Torn … outgoing Attorney-General Nicola Roxon with her husband, Michael, and their daughter, Rebecca. Photo: Luis Enrique Ascui
TO BE appointed Australia's first female attorney-general was a dream come true for Nicola Roxon. Yet just over a year into the job, and at the peak of her career, she has decided to call it quits.
She wanted to spend more time with her seven-year-old daughter, an emotional Ms Roxon told reporters in Canberra. It was clearly a difficult decision, over which she said she was ''very torn''. If she stuck around beyond the election, her daughter would be in high school by the time her term ended.
The announcement came as a shock to many. But it is a predicament to which most parents in full-time work can relate.
Just moments after Ms Roxon stepped away from the podium, Nareen Young, the chief executive of Diversity Council Australia, tweeted: ''There's not a mother in the paid workforce who doesn't understand the factors that have impacted Nicola Roxon's decision.''
Women with young children are a particularly rare breed in federal politics.
The Finance Minister, Penny Wong, has a one-year-old daughter, and the Minister for Health, Tanya Plibersek, is mother to three young children.
The Sun-Herald columnist Jane Caro attributes their scarcity, at least in part, to the gruelling demands of the job - ''sitting hours are ridiculous'', she says.
Caro, herself a mother of two, says juggling work and family commitments can be ''incredibly confronting and difficult'' for women with young children. The same is true for men, she adds.
''If the workplace is toxic for women, it's toxic for men, too,'' she said. ''We need to design a workplace where parents can contribute but can also get involved with, and have great relationships with their children.''
And by no means is the challenge unique to the demanding world of politics. There are more than a million mothers with children under six. For those whose youngest child was between of six and 14, 79 per cent participated in the labour force in 2010-11, according to data from Australian Bureau of Statistics.

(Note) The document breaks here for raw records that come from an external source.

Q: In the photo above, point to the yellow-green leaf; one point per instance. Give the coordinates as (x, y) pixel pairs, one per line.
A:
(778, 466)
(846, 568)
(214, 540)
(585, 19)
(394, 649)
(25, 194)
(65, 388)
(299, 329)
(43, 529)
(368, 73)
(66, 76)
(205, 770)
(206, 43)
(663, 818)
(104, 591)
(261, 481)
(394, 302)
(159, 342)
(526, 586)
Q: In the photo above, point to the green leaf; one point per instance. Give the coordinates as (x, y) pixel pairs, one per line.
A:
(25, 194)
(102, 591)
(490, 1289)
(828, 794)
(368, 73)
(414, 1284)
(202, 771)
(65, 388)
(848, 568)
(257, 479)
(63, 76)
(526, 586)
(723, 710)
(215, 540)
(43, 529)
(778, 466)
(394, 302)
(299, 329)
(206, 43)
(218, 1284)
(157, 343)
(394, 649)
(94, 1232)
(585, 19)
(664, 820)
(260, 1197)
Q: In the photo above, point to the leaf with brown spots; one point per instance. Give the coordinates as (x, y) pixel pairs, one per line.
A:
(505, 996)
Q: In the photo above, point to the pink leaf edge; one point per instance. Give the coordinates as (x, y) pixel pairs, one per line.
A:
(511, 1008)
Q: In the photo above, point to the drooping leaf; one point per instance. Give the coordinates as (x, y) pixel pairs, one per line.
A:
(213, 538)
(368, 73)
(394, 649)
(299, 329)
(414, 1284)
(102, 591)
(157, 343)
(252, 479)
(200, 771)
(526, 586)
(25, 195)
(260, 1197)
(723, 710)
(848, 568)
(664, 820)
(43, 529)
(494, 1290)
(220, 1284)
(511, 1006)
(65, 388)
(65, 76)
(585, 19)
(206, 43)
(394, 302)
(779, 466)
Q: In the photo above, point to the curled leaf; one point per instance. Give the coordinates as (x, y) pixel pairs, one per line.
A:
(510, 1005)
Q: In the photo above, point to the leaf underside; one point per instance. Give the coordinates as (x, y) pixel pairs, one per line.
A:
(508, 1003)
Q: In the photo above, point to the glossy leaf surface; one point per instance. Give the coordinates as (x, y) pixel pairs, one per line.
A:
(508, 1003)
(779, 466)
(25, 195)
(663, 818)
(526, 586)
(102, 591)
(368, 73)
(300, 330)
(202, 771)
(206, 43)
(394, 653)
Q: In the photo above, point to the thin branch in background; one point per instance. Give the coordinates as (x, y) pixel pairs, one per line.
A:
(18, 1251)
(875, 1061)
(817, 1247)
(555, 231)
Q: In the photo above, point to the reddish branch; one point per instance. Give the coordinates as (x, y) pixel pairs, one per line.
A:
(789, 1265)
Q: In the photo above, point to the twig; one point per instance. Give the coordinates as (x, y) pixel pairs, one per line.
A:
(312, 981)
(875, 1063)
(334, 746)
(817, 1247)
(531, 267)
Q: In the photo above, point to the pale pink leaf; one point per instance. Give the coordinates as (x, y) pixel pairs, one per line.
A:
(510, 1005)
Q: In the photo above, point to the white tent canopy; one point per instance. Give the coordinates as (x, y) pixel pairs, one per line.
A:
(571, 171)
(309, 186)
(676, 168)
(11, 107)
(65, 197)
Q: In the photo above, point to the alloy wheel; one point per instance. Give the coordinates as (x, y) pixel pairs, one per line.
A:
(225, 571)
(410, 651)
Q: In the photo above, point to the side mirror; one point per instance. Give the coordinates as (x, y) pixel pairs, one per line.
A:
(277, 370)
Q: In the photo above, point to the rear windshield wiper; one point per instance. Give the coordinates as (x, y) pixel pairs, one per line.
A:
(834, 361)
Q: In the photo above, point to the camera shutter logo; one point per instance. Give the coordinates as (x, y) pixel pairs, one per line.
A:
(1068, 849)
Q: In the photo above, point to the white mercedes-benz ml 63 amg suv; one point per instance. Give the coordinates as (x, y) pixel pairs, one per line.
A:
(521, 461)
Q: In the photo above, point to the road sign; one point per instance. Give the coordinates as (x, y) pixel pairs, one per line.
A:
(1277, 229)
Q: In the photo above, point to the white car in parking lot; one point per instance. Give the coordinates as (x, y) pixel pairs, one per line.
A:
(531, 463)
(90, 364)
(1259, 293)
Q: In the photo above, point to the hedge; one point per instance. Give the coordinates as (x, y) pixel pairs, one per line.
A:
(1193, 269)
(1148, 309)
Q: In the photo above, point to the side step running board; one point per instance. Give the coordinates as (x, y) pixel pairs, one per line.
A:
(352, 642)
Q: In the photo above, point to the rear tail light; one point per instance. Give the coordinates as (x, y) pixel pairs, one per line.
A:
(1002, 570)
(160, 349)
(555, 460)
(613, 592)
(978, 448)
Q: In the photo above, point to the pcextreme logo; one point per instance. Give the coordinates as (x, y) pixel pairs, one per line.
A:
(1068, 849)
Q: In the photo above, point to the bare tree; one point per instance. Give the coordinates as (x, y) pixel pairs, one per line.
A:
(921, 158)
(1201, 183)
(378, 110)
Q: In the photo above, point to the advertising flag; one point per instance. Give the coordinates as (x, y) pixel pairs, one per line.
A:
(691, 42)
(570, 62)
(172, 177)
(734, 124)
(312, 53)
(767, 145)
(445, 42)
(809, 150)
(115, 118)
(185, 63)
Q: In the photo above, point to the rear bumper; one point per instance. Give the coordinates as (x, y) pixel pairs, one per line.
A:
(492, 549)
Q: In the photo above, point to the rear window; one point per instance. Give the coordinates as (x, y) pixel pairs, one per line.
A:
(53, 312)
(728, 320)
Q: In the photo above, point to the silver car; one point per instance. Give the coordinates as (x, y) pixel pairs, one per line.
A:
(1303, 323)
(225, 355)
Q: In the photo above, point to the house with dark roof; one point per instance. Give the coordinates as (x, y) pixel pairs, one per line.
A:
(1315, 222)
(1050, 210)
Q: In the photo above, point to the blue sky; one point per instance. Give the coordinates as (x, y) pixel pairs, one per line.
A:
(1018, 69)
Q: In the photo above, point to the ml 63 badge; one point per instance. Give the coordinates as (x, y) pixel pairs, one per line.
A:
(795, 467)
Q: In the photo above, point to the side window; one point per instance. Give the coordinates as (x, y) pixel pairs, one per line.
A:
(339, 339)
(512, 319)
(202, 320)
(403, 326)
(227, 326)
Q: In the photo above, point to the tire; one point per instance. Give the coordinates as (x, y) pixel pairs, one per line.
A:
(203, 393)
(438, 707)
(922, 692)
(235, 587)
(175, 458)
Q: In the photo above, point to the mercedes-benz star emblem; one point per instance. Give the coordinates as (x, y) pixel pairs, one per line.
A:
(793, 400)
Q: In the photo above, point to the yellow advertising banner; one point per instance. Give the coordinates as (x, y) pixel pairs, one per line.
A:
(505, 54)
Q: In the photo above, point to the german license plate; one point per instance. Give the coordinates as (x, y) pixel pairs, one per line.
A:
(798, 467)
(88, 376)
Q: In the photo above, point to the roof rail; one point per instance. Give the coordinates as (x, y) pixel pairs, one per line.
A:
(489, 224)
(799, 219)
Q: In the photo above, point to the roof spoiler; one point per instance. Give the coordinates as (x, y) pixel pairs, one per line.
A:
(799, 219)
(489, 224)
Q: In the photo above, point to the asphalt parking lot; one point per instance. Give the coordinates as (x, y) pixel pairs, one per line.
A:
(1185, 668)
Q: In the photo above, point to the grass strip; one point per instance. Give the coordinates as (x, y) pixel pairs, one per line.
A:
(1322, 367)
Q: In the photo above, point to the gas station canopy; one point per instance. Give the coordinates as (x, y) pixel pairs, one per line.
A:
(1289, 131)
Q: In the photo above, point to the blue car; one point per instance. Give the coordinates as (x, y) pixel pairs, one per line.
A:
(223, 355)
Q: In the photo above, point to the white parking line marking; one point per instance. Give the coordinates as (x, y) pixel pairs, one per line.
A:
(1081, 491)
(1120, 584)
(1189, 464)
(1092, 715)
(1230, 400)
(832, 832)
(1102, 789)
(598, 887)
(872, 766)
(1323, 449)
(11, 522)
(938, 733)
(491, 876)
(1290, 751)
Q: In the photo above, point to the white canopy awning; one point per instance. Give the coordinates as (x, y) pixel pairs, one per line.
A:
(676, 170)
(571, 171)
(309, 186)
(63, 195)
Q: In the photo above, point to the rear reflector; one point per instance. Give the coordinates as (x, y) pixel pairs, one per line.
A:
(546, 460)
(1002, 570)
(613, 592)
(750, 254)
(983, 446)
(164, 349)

Banker Gail Kelly, perhaps Australia's most powerful businesswoman, once had four children under three. At the time, the chief executive of Westpac had just been appointed head of human resources at a South African bank. In 2001, when her children were in their teens, she told Fairfax Media her children had forced her to manage her time better, while also sharpening her sense of humour.
The Sex Discrimination Commissioner, Elizabeth Broderick, released a report earlier this week, pushing for policy reform to value unpaid caring.
''We need to make it easier for men and women to both work and care,'' she told The Sun-Herald.
The mother of two teenagers said child-rearing almost always overlapped with the most crucial career-building years.
When her children were born she was partner in a law firm and continued to work three days a week in a flexible work arrangement.
''When I look back on that, I think it's one of the best decisions I ever made - to maintain that connection to the workforce,'' she said.